Koki Beans – moist, tasty pudding-like steamed treat made with coarsely grounded black-eyed peas and some spinach. Great as a meal on its own or with boiled plantains!
Did you know Black-eyed peas are native to West Africans? They have been enjoyed for thousands of years throughout the continent. It is thought to have reached the United States during the Slave trade. No wonder it so popular in the South especially with African Americans.
Growing up in West Africa, specifically Cameroon, I never had these beans whole – always masquerading in a pudding form and under the aliases : Koki Beans, ekoki, Haricots Koki, Koki de Niébé, Gateau de haricots, or Bean cake.
No wonder black-eyed peas are so popular in the South especially with African Americans.
These delectable bites are sold every in the Cameroon and are popular in restaurants, bars and have become some what become a street food, sold by women vendors to hungry pedestrian – myself included.
I would honestly say some of the best Koki beans I have had the pleasure of eating, have been from these street vendors. They sure know how to get the consistency right – spot on; moist and tasty.

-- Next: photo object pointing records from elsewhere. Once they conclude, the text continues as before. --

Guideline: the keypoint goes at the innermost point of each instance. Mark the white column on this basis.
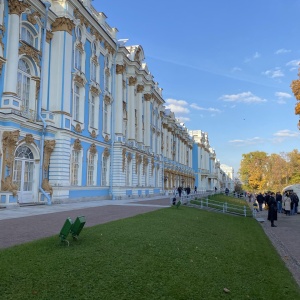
(119, 100)
(140, 89)
(147, 98)
(12, 57)
(131, 108)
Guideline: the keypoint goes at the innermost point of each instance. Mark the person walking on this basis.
(279, 202)
(287, 204)
(260, 200)
(272, 213)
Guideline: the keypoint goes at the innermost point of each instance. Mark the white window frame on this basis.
(92, 159)
(105, 170)
(76, 167)
(27, 32)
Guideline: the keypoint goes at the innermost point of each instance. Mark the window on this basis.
(23, 83)
(105, 118)
(75, 167)
(78, 59)
(92, 112)
(91, 169)
(93, 71)
(29, 35)
(104, 170)
(76, 104)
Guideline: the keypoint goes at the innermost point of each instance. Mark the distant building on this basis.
(81, 115)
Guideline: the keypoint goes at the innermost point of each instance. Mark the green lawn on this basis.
(172, 253)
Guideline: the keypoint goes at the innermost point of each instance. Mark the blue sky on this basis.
(225, 66)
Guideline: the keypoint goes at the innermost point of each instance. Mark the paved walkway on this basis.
(23, 224)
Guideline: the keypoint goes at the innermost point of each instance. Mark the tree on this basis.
(252, 170)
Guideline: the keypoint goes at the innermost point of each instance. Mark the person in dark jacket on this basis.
(272, 213)
(260, 199)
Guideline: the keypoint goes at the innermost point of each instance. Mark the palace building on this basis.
(81, 115)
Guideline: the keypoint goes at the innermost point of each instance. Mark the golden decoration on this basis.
(63, 24)
(16, 7)
(31, 52)
(93, 149)
(147, 97)
(29, 138)
(93, 134)
(106, 153)
(32, 17)
(120, 69)
(140, 88)
(132, 80)
(46, 186)
(48, 149)
(297, 109)
(78, 128)
(77, 145)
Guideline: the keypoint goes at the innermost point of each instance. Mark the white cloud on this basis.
(282, 51)
(245, 97)
(236, 69)
(275, 73)
(282, 97)
(293, 64)
(247, 142)
(284, 134)
(256, 55)
(210, 109)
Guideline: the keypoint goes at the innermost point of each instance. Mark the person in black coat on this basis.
(272, 213)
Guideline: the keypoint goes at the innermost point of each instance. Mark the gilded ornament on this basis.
(31, 52)
(77, 145)
(297, 109)
(48, 149)
(132, 80)
(120, 69)
(295, 85)
(49, 36)
(46, 186)
(17, 7)
(29, 138)
(32, 17)
(63, 24)
(147, 97)
(93, 149)
(106, 152)
(93, 134)
(78, 128)
(140, 88)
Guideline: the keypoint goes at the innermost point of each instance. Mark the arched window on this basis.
(23, 83)
(29, 35)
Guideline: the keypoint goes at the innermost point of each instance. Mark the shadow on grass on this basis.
(171, 253)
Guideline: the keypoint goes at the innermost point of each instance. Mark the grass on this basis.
(172, 253)
(235, 205)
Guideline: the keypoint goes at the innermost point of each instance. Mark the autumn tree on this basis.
(252, 170)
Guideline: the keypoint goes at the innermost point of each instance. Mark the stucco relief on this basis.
(93, 149)
(147, 97)
(49, 146)
(120, 69)
(32, 17)
(9, 144)
(46, 186)
(77, 145)
(63, 24)
(16, 7)
(31, 52)
(140, 88)
(132, 80)
(109, 48)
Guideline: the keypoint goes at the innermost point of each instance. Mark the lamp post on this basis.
(119, 43)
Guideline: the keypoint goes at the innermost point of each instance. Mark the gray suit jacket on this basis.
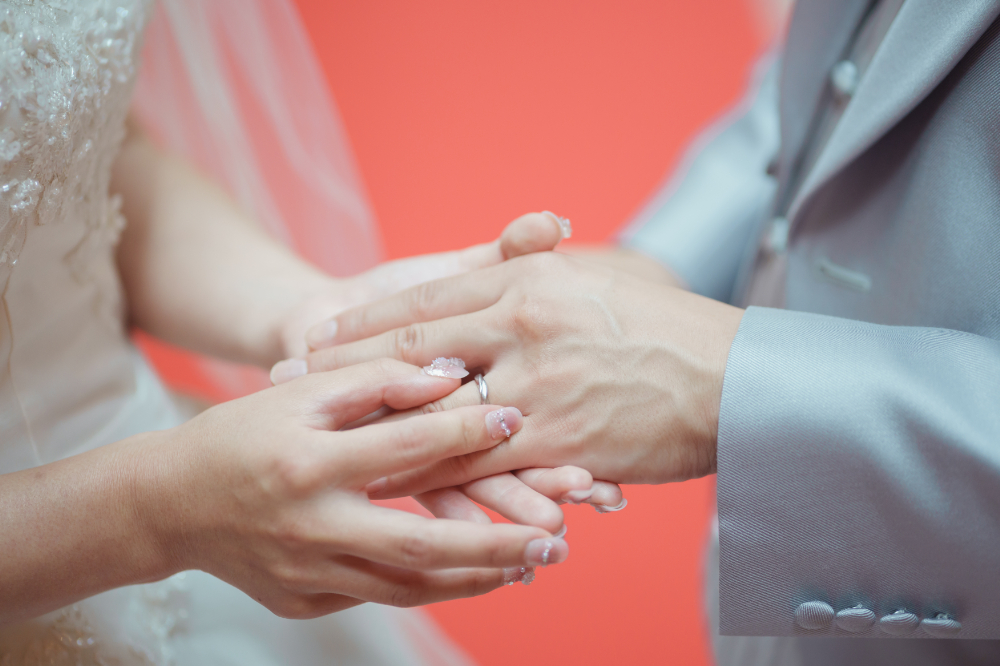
(859, 434)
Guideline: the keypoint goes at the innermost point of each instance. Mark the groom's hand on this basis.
(534, 232)
(615, 374)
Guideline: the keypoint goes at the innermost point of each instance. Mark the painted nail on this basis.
(504, 422)
(523, 575)
(543, 552)
(577, 496)
(565, 227)
(287, 370)
(453, 368)
(604, 508)
(322, 334)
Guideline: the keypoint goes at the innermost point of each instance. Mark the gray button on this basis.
(777, 235)
(855, 619)
(941, 625)
(814, 615)
(898, 623)
(844, 78)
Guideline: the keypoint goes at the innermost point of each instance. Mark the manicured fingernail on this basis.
(604, 508)
(523, 575)
(322, 334)
(577, 496)
(565, 227)
(453, 368)
(504, 422)
(287, 370)
(543, 552)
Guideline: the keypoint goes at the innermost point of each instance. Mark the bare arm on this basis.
(197, 270)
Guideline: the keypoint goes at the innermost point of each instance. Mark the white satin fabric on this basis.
(69, 378)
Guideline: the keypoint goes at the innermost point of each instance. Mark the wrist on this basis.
(150, 495)
(319, 303)
(726, 322)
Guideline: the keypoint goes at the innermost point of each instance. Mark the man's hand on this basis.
(534, 232)
(614, 374)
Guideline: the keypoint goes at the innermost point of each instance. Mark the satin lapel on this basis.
(926, 40)
(817, 38)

So why aren’t these bean pudding cooked frequently? Because it can be time consuming: soaking, washing, peeling, grinding, pounding (whisking), and assembling the Koki beans are no easy task.
However, there are ways to cut down on this process; you can use peeled beans, they are sold in African Stores hat would cut your time in half . They do freeze well, so you can wash and peel the beans when you have the time and freeze , until the day of .

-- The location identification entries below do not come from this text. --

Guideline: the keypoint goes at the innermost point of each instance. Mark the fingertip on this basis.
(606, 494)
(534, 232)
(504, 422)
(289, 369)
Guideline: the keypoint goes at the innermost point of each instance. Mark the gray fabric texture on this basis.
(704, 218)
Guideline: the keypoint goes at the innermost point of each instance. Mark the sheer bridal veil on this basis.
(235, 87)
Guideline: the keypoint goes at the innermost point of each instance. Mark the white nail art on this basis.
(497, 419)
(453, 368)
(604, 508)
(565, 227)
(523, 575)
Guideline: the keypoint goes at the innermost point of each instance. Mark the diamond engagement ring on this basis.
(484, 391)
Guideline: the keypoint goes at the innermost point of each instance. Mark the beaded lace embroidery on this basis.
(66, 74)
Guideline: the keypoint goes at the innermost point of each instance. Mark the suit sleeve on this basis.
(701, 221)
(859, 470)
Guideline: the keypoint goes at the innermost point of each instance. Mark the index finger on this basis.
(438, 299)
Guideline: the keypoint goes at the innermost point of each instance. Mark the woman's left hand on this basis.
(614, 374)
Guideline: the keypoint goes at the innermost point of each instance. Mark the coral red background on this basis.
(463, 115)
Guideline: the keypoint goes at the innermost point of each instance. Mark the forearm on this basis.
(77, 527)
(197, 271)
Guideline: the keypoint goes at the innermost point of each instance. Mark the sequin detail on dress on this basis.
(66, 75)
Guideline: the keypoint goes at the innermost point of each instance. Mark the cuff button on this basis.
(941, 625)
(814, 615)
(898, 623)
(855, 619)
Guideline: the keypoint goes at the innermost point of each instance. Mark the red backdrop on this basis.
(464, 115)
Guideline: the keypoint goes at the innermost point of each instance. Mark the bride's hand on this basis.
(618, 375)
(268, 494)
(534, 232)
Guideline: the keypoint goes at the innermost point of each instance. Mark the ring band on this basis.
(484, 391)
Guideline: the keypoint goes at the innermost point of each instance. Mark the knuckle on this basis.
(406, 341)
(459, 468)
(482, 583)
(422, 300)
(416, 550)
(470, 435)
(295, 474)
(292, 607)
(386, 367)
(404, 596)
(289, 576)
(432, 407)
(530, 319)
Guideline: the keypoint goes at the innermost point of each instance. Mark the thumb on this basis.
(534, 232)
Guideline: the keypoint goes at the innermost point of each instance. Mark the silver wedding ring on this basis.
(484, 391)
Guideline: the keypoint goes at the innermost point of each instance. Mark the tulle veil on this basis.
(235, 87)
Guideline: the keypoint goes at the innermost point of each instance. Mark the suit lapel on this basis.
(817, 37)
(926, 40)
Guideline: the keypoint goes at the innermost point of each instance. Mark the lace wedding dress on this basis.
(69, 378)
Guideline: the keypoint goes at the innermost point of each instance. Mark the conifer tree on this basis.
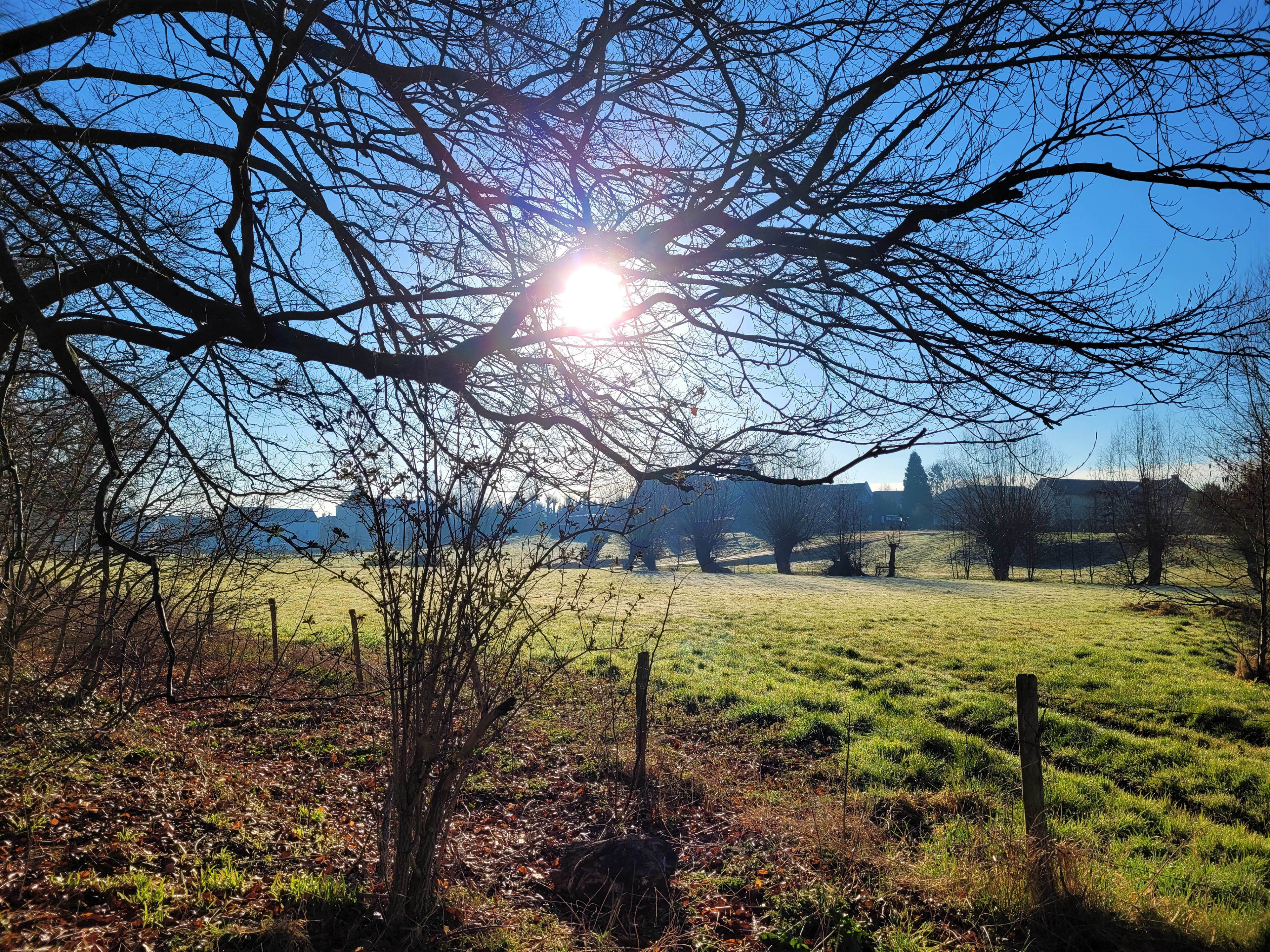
(917, 504)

Serve this with any starchy side. My favorite is boiled ripe plantains.
Here a couple of tips to keep in mind when making Koki Beans
- Do not grind your beans into a fine paste- They MUST be coarsely grinded – a little bit gritty (this makes a huge difference).
- Include onions for some flavor.
- Red oil does aid in getting a moist Koki. However, I always use half of the oil needed for Koki because ….you guessed right- calories. I would rather eat more than less. It does not take make these koki less appetizing
- You can use plantain leaves, if you have some but it is not necessary
- 2 cups skinless black-eyed- peas
- ½ medium onion
- 1/2 Scotch bonnet or habanero pepper optional
- 1 cup palm oil
- 3 1/2 cups water
- 3 cups chopped fresh spinach.
- 2 Maggie cubes OR 2 teaspoon bouillon
- 3 teaspoon salt or more
How to peel blacked-eyed beans
- Soak them for about 15 minutes, pulse in the blender or food processor to break the peas (about 5- 10 times or about 10 to 15 seconds). You should do this in small quantities.
- In a large bowl soak the beans with warm water for about 2 hours or up to 24 hours, cover with water until tender.
- Rub the peas between your hands to take the skin off. The skins will float to the top. Pour off the skins into a colander; you may have to do this process several times.
- Most of the skin will come off from the peas; Sort through the remaining peas to remove all the skin. You can do this ahead of time and freeze it, to save time.
Peeled Black Eyed Peas
- Soak peeled beans in water for about an hour to overnight to tenderize the beans to facilitate blending.
- Cut Aluminum foil paper about 6 and set aside.
- Cut the banana leaves into rectangles, remove any ugly edges, submerge them in water to clean and drain pat dry. Use saran wrap, if banana leaves are not available.
- The leaves must be heated and wilted over an open high flame to make them flexible.
- Chop onions, habanero and set aside.
- Lightly warm palm oil in a small skillet or saucepan for about a minute or two until completely melted.
- In a food processor or blender puree beans, onions and habanero pepper with about a cup or more of water or until it has reached desired consistency (Do a test with your fingers) you might have to do this in two batches.
- Pour the mixture into a large bowl; add palm oil, spinach. Mix everything together, then, season to taste with Maggie and salt. Make sure you have used up all the water.
- Place the mixture of Koki-beans on the leaf about 2 cups. Then quickly fold the Koki together to form a little purse. Repeat the process and set them.
- Line the bottom of a large stockpot with aluminum foil or remaining leaves or stalk on hand to create a steamer. Add enough water.
- Steam cook koki for about an hour and 30 minutes, add water as necessary to prevent any burns.
- Remove and let it cool for about 10 minutes, then serve.